I am so in love with my new project and Julia's gorgeous typewriter! It's all I've been thinking about today and I just want to go home and type, type, type. It spent about two hours typing last night, meaning I was up past 2am and even then I had to pull myself away to go to bed. Conveniently, I just completed a table/ottoman refinishing project that is now my typewriter table. Now I just need to get rid of everything in my closet, turn it into a typing room, and lock myself in there for a few weeks. This is my first time using a typewriter and it is perfect for what I'm doing; so cathartic. I'm a pretty fast typer with over 100 wpm and I'm even faster on 10-key, but with a typewriter I have to search and peck at keys and pressing much harder slows me down. I'm thinking that on my 500 page project, I will find my pace and really start going for it at page 190 or so. Below is a photo of Nikola Tesla reading next to one of his machines and this is exactly how I feel whenever I'm typing. The rush is just the strangest thing! Enough about 'ole Remmy for now...
|zap, zap, buzz|
Yesterday was a tough day for me. I literally had a hysterical breakdown. I left the office without telling anyone because I was crying uncontrollably (hyperventilation style), started running towards my house, hopped on the bus after a mile or so, popped some Valium, made it home, took a naked nap, and woke up with a neutral, yet troubled brain. I had never been so mad at myself. After my Sunday run-in with the ex I ignored the advice of my GFs and sent him an email explaining why I can't be his friend. This was cathartic, but emotional and sad nonetheless. He responded, and even though there wasn't anything in particular that upset me, I was thrown into the craziest fit I've ever experienced. For 23 minutes it was like I understood why crazy ladies run over their husbands, chop of penises, drown their babies. I knew my brain was working against me, I knew I was indulging in it and allowing it to happen, but I just couldn't get a grip of myself. It was terrible and I was so humiliated and furious with myself.
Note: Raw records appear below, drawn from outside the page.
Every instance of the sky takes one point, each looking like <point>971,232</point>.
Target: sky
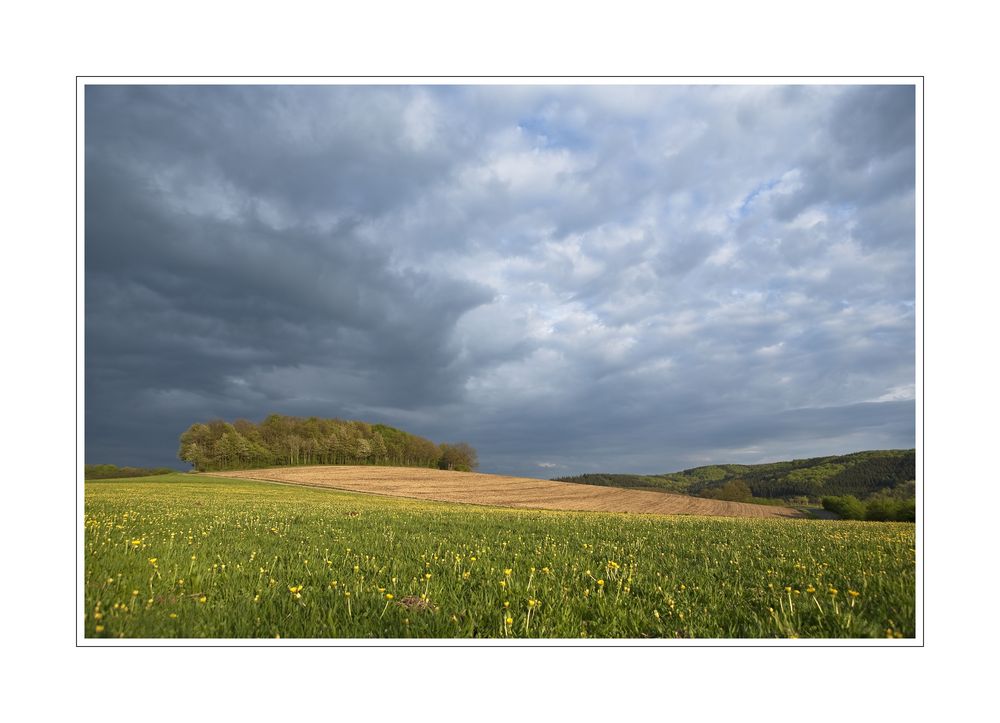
<point>570,278</point>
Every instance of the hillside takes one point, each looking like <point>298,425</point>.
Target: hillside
<point>501,491</point>
<point>861,474</point>
<point>284,440</point>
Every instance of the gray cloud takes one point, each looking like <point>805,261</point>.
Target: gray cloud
<point>601,278</point>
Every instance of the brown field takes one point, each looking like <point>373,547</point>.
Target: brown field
<point>501,491</point>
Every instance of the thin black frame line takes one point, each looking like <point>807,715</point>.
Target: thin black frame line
<point>923,376</point>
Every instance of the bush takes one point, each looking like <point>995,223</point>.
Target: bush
<point>847,507</point>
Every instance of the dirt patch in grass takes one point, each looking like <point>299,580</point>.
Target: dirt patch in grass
<point>503,491</point>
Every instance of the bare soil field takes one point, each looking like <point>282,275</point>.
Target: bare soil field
<point>490,489</point>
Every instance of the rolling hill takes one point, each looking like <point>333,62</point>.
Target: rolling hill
<point>861,474</point>
<point>501,491</point>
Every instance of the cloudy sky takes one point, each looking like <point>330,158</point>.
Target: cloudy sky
<point>572,279</point>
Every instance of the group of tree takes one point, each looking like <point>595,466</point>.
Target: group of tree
<point>863,475</point>
<point>880,508</point>
<point>112,471</point>
<point>281,440</point>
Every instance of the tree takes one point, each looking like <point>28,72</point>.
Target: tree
<point>460,456</point>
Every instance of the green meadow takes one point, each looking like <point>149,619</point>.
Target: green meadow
<point>183,556</point>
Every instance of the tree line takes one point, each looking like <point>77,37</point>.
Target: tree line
<point>112,471</point>
<point>862,475</point>
<point>282,440</point>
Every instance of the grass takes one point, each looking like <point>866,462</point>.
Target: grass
<point>195,557</point>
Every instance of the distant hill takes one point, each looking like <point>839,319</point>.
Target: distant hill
<point>861,474</point>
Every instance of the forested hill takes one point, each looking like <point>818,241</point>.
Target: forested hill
<point>861,474</point>
<point>282,440</point>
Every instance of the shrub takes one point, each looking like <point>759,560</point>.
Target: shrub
<point>847,507</point>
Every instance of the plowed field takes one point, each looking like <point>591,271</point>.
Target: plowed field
<point>501,491</point>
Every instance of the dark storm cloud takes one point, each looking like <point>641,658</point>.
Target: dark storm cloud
<point>572,279</point>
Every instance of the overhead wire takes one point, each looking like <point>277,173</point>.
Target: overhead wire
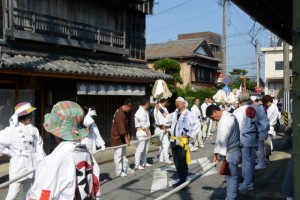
<point>178,23</point>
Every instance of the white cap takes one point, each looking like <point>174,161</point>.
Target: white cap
<point>253,98</point>
<point>180,99</point>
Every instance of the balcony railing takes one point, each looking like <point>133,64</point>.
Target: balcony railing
<point>69,32</point>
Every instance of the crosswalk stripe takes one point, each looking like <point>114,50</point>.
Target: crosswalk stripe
<point>176,180</point>
<point>160,180</point>
<point>205,163</point>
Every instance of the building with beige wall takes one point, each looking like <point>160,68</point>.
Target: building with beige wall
<point>274,71</point>
<point>198,64</point>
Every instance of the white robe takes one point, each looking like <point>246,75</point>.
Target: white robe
<point>187,124</point>
<point>24,156</point>
<point>57,172</point>
<point>160,119</point>
<point>141,120</point>
<point>196,111</point>
<point>228,138</point>
<point>93,139</point>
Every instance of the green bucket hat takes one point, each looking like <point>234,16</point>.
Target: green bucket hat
<point>65,121</point>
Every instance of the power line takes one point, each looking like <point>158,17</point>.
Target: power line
<point>192,6</point>
<point>173,7</point>
<point>188,20</point>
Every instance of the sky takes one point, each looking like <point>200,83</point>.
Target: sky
<point>173,17</point>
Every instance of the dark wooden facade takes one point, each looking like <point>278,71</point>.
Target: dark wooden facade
<point>103,26</point>
<point>108,30</point>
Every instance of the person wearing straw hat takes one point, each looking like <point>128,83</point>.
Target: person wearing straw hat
<point>23,143</point>
<point>184,125</point>
<point>70,171</point>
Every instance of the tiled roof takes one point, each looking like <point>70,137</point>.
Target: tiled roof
<point>176,48</point>
<point>80,66</point>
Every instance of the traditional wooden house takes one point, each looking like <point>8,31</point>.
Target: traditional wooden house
<point>89,52</point>
<point>198,65</point>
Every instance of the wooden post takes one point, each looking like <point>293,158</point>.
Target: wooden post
<point>11,14</point>
<point>98,36</point>
<point>111,38</point>
<point>296,98</point>
<point>43,100</point>
<point>33,23</point>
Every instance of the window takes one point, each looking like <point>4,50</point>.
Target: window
<point>279,65</point>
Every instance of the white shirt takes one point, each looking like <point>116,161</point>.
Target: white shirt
<point>93,139</point>
<point>273,114</point>
<point>228,138</point>
<point>141,118</point>
<point>203,108</point>
<point>187,123</point>
<point>57,172</point>
<point>24,156</point>
<point>196,111</point>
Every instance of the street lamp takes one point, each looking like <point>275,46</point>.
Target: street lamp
<point>244,86</point>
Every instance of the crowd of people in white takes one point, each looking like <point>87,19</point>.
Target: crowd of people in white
<point>243,124</point>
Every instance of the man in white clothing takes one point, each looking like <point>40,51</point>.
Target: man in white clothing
<point>196,111</point>
<point>273,114</point>
<point>23,143</point>
<point>93,139</point>
<point>70,171</point>
<point>163,132</point>
<point>184,126</point>
<point>142,125</point>
<point>227,146</point>
<point>206,120</point>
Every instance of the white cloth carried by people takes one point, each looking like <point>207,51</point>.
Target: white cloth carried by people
<point>69,172</point>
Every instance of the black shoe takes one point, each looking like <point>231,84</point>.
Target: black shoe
<point>175,185</point>
<point>178,184</point>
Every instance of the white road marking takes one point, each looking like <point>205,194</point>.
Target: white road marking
<point>205,163</point>
<point>160,180</point>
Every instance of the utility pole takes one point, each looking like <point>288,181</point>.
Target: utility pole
<point>224,38</point>
<point>296,99</point>
<point>286,82</point>
<point>257,64</point>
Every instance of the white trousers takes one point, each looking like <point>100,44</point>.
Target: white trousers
<point>261,155</point>
<point>141,149</point>
<point>205,127</point>
<point>120,159</point>
<point>164,145</point>
<point>15,187</point>
<point>198,139</point>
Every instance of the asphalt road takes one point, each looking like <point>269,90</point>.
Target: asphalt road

This is my life and I'm in control of every aspect of it! At what made it worse, is that I was too embarrassed to even vent with the girls. I did, however, vent to Eric, kept the Xanax and Valium in my system, bought and smoked many cigarettes, and kept my Tuesday lady/baby date. Now everything is fine, but I am still so humiliated and mad at myself. I can most assuredly say that it will NEVER happen again. (Oh yeah, and I'm done with the cigs too!)
|Adorable photo time: nom, nom|
Last night was a great lady/baby date with Cara. We had a lovely dinner with sauce made from scratch courtesy of Matt. There was also my favorite: pink bubbly! Being new to Sex in the City, I was a little surprised with how much Carrie's relationship mess in season 2 is like my life! I know I'm behind the times in just now watching the show, but the timing couldn't be more perfect for me. Also, I've decided to call that sexy piece of sculpted chocolate, Tony, that I saw riding a bike through Mueller. Sure it's been almost two weeks since he gave me his number, but what do I have to loose?! He was just so yummy to look at (shiny muscles glistening in the sun, chest hair, muscles, smooth brown skin, muscles...... hmmmm I might need a second). Perhaps all you need is a little yum to get you back on my feet. After all, Jamie has been telling me this since February!
In other relationship news: I'm not going to get to see my 3Gs while I'm in NYC, which bums me out. I totally got my hair done before this trip in hopes of seeing him and looking lovely. I'll just have to keep up with things and see where this goes; if it goes anywhere. Also, not all hope is lost with my fireworks date from last week. I had some moments when I felt a little overwhelmed by the situation and didn't want to move forward, but after some explanations, more butterflies in my tummy just thinking of him, and really examining what it was I was scared of, we're gonna have a second date. I'm still really, really scared of where it will go and what happens next, but I'm afraid if I stay stagnant I'm never going to rid myself of this caustic love I have corroding inside of me.
I've said it before, and I can guarantee I'll say it again, but my girlfriends are outstanding! If any of these women were missing from my life I would have a friend-sized hole in my heart and be that less of an amazing person as a result. I wish I could shower them with flowers, gorgeous men, fine tequilas, exotic vacations, furry kittens, and tons of hugs and laughs forever. Saturday with Pam, Sunday was Audra and Jamie, Monday was Lela and Julia, last night was Cara and more Julia, and then every single day there's Beth and Gina; on my side, in the dark, to the rescue, champagne and diamonds all the way! Everything these girls drop from their mouths is nothing but honest, pure, and wonderful love that makes me feel like I'm being hugged by a wookie that is madly in love with me; big, warm, and snuggley. I've never been so lucky in all my life! I wish I had the ability to have 40 happy hours and ladies nights every week.